Brigitte GIRARDIN : Pour la première fois dans leur histoire, les électeurs des Antilles sont consultés sur l'organisation institutionnelle de leur collectivité. Je rappelle que ni en 1946 lors de la mise en place de la départementalisation, ni en 1982 lors de la décentralisation on ne leur a demandé leur avis.

La question posée est celle de la création d'une nouvelle collectivité, projet qui est celui d'une très grande majorité des élus Guadeloupéens.

Journal du Dimanche : Que se passera-t-il si les résultats sont différents entre la Martinique et la Guadeloupe ?

Brigitte GIRARDIN : La collectivité où les électeurs auront répondu majoritairement "non" conservera un conseil général et un conseil régional, dont le renouvellement interviendra en mars 2004.

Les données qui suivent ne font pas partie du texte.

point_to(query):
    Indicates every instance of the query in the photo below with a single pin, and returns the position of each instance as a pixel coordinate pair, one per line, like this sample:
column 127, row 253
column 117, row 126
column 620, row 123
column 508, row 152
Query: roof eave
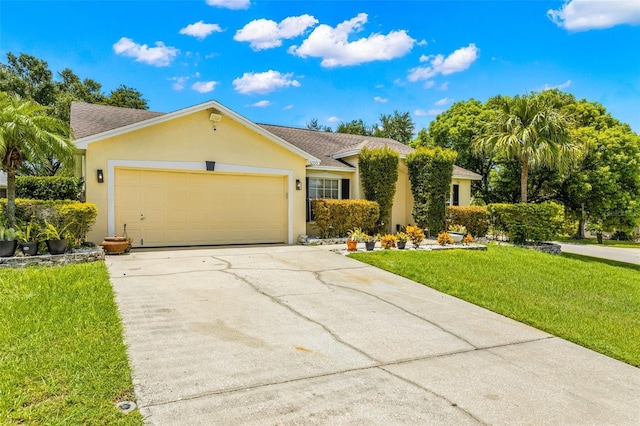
column 83, row 143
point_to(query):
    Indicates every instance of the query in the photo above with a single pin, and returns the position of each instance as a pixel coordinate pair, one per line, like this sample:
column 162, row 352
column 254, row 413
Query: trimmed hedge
column 48, row 188
column 335, row 217
column 474, row 218
column 430, row 173
column 379, row 174
column 74, row 217
column 526, row 222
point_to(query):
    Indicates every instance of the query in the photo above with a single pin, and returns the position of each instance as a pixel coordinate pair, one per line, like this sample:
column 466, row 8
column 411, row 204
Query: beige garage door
column 162, row 208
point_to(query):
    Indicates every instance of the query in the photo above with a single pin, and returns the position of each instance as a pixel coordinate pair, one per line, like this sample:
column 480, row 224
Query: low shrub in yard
column 334, row 218
column 474, row 218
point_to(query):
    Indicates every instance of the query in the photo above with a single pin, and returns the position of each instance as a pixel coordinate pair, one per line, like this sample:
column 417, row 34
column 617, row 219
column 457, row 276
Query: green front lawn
column 62, row 357
column 605, row 243
column 578, row 298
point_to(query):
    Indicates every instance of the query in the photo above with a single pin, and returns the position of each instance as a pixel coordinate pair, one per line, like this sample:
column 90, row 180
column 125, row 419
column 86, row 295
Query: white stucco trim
column 193, row 166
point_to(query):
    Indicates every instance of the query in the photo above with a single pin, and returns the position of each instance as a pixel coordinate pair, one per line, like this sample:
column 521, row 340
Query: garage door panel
column 163, row 208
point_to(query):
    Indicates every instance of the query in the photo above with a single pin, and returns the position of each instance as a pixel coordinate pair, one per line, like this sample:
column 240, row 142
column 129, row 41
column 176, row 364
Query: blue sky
column 287, row 62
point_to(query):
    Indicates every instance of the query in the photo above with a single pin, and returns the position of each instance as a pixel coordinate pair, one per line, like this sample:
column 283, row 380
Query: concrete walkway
column 301, row 335
column 621, row 254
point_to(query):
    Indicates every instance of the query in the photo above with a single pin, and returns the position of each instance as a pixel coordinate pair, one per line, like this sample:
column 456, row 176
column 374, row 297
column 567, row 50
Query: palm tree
column 28, row 134
column 532, row 131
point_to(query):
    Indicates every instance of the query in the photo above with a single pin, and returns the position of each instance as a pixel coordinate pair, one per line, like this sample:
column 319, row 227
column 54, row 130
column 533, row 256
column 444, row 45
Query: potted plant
column 370, row 243
column 28, row 243
column 457, row 232
column 54, row 238
column 416, row 235
column 388, row 241
column 401, row 240
column 355, row 236
column 8, row 241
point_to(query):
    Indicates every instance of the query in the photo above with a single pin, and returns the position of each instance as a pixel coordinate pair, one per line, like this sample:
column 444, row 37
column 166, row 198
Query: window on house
column 455, row 196
column 325, row 188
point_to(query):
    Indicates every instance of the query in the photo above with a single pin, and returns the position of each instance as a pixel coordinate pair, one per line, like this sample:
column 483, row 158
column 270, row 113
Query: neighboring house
column 206, row 175
column 3, row 184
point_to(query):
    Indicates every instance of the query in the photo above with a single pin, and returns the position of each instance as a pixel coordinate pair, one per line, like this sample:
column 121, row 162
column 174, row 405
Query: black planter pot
column 30, row 248
column 8, row 248
column 57, row 246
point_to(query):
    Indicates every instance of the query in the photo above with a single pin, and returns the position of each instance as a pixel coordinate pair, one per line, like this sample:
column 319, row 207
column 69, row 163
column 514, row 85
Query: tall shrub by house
column 474, row 218
column 525, row 222
column 379, row 174
column 430, row 173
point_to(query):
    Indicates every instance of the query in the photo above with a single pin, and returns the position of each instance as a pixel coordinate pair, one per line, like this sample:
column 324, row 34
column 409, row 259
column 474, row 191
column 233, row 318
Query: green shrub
column 73, row 216
column 379, row 174
column 48, row 188
column 525, row 222
column 474, row 218
column 335, row 218
column 430, row 173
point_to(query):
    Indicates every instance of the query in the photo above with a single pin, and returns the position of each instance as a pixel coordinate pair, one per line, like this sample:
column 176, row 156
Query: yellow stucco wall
column 190, row 139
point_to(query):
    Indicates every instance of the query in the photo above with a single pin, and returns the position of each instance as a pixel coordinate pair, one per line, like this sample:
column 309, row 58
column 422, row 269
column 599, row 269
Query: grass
column 605, row 243
column 591, row 302
column 62, row 357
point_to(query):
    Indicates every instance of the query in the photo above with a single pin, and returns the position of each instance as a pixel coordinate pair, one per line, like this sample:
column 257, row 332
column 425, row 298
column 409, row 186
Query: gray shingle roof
column 91, row 119
column 329, row 148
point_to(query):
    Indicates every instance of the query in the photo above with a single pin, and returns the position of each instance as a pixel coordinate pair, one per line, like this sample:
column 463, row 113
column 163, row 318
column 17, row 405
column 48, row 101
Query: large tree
column 27, row 133
column 455, row 128
column 399, row 127
column 533, row 131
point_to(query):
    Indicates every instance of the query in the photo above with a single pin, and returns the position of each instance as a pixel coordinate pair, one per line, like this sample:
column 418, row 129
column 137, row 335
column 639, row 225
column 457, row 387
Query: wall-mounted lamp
column 215, row 118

Pour la collectivité où les électeurs se prononceront majoritairement en faveur du "oui", le processus se poursuivra. Le Gouvernement préparera un projet de loi à partir du " document d'orientation sur l'avenir institutionnel " adopté à une très large majorité des élus du Conseil Général et du Conseil Régional de Guadeloupe et de Martinique. Ce document d'orientation constituera en quelque sorte la " feuille de route " du Gouvernement. Il reviendra ensuite au Parlement d'examiner ce texte.

Quant au fait que la Martinique et la Guadeloupe aient une organisation institutionnelle différente, c'est précisément ce qu'a souhaité permettre le constituant.

La réforme constitutionnelle du 28 mars 2003 autorise en effet une évolution différenciée, chaque collectivité d'outre-mer pouvant bénéficier, si elle le souhaite, d'institutions sur mesure dans le cadre de l'unité et des principes de la République.